## Base Configurations

In [1]:
import os
import torch
from transformers import SegformerForSemanticSegmentation
from dataclasses import dataclass


@dataclass
class Configs:
    NUM_CLASSES = 4
    MODEL_PATH: str = "nvidia/segformer-b4-finetuned-ade-512-512"

## Load Model To Inspect Parameter Names

In [2]:


def get_model(*, model_path, num_classes):
    model = SegformerForSemanticSegmentation.from_pretrained(
        model_path,
        num_labels=num_classes,
        ignore_mismatched_sizes=True,
    )
    return model

In [3]:
model = get_model(model_path=Configs.MODEL_PATH, num_classes=Configs.NUM_CLASSES)
model_state_dict = model.state_dict()

print()
for i, (key, val) in enumerate(model_state_dict.items()):
    print(key)
    if i == 5:
        break

Some weights of SegformerForSemanticSegmentation were not initialized from the model checkpoint at nvidia/segformer-b4-finetuned-ade-512-512 and are newly initialized because the shapes did not match:
- decode_head.classifier.weight: found shape torch.Size([150, 768, 1, 1]) in the checkpoint and torch.Size([4, 768, 1, 1]) in the model instantiated
- decode_head.classifier.bias: found shape torch.Size([150]) in the checkpoint and torch.Size([4]) in the model instantiated
You should probably TRAIN this model on a down-stream task to be able to use it for predictions and inference.
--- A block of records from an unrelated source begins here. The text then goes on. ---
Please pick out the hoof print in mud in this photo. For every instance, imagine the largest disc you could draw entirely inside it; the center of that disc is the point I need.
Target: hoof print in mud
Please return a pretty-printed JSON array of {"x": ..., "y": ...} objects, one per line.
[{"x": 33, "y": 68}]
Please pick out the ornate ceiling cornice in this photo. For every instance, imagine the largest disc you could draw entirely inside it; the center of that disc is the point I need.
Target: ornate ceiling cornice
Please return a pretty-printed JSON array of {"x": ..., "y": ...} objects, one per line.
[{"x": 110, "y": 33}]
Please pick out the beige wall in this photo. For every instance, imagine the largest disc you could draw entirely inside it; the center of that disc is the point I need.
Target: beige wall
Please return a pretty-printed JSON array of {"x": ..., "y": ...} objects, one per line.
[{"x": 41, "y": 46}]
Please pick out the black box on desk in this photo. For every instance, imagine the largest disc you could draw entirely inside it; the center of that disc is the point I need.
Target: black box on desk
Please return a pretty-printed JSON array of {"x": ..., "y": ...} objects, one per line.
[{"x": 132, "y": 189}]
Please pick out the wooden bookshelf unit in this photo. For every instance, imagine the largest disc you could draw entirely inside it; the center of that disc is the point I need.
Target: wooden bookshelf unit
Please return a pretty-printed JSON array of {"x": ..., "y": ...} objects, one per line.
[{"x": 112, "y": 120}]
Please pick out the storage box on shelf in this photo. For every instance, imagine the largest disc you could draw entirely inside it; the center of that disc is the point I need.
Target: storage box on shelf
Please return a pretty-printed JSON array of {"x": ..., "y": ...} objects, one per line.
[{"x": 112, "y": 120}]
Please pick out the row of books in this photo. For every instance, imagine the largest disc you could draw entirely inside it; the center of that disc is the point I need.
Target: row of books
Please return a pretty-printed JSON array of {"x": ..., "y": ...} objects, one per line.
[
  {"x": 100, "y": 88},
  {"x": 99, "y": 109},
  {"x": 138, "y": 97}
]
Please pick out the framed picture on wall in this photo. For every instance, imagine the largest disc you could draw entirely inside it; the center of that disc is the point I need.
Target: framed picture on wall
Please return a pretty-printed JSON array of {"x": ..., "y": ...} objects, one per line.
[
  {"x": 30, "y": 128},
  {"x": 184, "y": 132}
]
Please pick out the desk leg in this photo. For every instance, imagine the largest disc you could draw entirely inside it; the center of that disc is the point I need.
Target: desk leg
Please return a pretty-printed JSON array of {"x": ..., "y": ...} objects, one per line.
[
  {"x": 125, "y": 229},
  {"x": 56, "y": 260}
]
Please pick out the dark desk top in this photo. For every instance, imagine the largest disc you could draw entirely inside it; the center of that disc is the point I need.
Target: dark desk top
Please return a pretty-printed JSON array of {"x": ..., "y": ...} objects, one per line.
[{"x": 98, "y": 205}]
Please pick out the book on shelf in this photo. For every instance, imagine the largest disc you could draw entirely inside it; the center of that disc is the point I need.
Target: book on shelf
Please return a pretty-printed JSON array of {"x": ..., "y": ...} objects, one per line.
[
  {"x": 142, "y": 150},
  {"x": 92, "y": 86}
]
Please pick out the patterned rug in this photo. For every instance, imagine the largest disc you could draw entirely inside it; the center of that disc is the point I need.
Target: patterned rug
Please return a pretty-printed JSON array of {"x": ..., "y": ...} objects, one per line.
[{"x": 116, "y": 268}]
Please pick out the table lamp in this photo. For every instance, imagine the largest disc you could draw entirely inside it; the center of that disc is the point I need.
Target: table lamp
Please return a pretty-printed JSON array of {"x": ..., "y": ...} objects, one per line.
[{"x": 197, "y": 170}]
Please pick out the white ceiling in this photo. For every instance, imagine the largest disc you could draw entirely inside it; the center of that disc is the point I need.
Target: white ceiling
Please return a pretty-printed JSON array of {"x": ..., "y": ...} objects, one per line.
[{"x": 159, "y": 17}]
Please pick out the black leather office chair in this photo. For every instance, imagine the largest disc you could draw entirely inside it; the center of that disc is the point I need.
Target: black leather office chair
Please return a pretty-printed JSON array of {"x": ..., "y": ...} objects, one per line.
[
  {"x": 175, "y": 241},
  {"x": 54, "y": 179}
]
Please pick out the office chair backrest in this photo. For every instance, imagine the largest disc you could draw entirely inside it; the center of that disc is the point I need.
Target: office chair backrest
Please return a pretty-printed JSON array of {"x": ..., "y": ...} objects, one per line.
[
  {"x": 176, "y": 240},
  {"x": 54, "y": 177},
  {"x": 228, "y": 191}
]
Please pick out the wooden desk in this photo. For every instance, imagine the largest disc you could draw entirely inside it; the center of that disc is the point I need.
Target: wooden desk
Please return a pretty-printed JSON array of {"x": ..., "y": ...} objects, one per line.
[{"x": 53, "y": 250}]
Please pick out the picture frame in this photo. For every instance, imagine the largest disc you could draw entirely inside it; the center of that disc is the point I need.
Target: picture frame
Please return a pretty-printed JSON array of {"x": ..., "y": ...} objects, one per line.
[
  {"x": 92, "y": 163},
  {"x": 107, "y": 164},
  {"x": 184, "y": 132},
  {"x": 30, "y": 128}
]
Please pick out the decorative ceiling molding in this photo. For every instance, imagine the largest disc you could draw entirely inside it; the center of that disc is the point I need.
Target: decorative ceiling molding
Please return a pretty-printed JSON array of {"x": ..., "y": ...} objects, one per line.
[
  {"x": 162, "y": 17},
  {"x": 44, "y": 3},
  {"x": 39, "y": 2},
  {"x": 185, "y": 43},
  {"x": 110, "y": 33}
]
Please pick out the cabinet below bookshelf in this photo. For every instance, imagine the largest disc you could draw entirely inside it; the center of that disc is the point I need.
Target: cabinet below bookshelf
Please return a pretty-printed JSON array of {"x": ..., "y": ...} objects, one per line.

segformer.encoder.patch_embeddings.0.proj.weight
segformer.encoder.patch_embeddings.0.proj.bias
segformer.encoder.patch_embeddings.0.layer_norm.weight
segformer.encoder.patch_embeddings.0.layer_norm.bias
segformer.encoder.patch_embeddings.1.proj.weight
segformer.encoder.patch_embeddings.1.proj.bias


## Download & load PyTorch-Lightning Checkpoint and Inspect Parameter Names

In [4]:
import wandb

run = wandb.init()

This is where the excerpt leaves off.